11.26.2010

Alexander Kluge News from Ideological Antiquity: Marx–Eisenstein–Capital

Topic(s): 16 Beaver | No Comments

Date/Time: 26/11/2010 12:00 am


Alexander Kluge
News from Ideological Antiquity:
Marx–Eisenstein–Capital
A Free Presentation in Three Parts
Hosted by Red Channels in collaboration with
Platform for Pedagogy, 16 beaver, e-flux and Ludlow 38
Part One
7pm Tuesday, 09 November 2010 | Goethe-Institut Wyoming Building
5 East 3rd Street, New York NY
Part Two
7pm Sunday 21 November 2010 | e-flux
41 Essex Street, New York NY
Part Three
7pm Friday 26 November 2010 | 16 beaver
16 Beaver Street, 4th Floor New York, NY
Running time for each presentation is approximately three hours
German with English Subtitles
Alexander Kluge’s News from Ideological Antiquity: Marx–Eisenstein–Capital (2008, 570 minutes) begins with Russian filmmaker Sergei Eisenstein’s ambitious but unrealized plan to combine Karl Marx’s Capital and James Joyce’s Ulysses. For over nine hours, the film expands in concentric circles as Kluge, his guests, interlocutors and monologists make associative links on a range of topics that starts from a filmic discussion of Eisenstein’s notes.
Kluge’s film is divided into three parts: I. Marx and Eisenstein in the Same House; II. All Things are Bewitched People; III. Paradoxes of Exchange Society. At several points in the film we get a sense of what Eisenstein had in mind with his project. At one point, Kluge shows a “pot of soup has become a water kettle, boiling away and whistling: the image recurs at several moments in the exposition (Eisenstein’s notes projected in graphics on the intertitles), in such a way that this plain object is ‘abstracted’ into the very symbol of energy.
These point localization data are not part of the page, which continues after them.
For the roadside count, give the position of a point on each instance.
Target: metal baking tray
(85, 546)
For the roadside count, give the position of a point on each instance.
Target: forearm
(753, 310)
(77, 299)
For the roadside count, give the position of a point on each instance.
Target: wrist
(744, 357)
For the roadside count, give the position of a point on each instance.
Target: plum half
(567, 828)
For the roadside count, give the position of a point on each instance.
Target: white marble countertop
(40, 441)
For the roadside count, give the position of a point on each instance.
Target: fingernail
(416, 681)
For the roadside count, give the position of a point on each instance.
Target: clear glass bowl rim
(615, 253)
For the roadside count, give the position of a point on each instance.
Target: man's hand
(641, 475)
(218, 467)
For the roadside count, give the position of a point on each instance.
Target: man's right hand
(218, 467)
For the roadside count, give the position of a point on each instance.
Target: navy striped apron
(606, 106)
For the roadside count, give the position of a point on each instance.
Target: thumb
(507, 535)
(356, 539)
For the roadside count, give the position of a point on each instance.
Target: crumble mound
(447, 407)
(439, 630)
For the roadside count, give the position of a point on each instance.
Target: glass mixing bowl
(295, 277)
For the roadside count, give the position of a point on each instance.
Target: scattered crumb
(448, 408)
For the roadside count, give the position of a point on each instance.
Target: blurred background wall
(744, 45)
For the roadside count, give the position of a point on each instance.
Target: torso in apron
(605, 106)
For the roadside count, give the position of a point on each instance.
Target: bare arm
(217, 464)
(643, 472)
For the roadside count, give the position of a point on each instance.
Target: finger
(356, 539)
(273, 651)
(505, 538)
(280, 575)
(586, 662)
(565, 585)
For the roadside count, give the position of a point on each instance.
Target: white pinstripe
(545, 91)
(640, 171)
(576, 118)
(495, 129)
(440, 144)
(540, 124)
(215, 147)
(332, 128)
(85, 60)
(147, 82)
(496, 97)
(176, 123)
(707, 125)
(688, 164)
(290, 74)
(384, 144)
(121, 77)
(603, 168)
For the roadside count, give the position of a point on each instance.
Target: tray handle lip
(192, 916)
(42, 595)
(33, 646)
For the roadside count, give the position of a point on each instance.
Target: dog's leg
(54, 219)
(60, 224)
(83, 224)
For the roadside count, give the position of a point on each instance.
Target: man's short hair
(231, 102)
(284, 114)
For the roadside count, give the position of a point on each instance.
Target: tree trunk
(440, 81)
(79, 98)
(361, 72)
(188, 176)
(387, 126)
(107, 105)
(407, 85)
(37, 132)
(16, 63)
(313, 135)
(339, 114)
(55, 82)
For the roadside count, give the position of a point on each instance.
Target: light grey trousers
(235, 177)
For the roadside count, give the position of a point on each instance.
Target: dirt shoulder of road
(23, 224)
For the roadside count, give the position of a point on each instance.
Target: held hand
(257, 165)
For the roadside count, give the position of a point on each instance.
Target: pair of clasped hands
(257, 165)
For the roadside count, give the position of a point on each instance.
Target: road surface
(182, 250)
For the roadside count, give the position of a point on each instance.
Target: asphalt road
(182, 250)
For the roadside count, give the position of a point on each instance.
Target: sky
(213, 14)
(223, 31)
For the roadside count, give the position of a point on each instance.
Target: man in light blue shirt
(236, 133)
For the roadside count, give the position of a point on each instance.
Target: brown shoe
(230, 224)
It boils impatiently, vehemently it demands to be used, to be harnessed, it is either the whistling signal for work, for work stoppage, for strikes, or else the motor-power of a whole factory, a machine for future production …” By insistence and repetition this banal object, a commodity, transforms into a larger-than-life symbol, and we start to get a sense of the full range of cognitive and material links this commodity has to the web of life that surrounds it.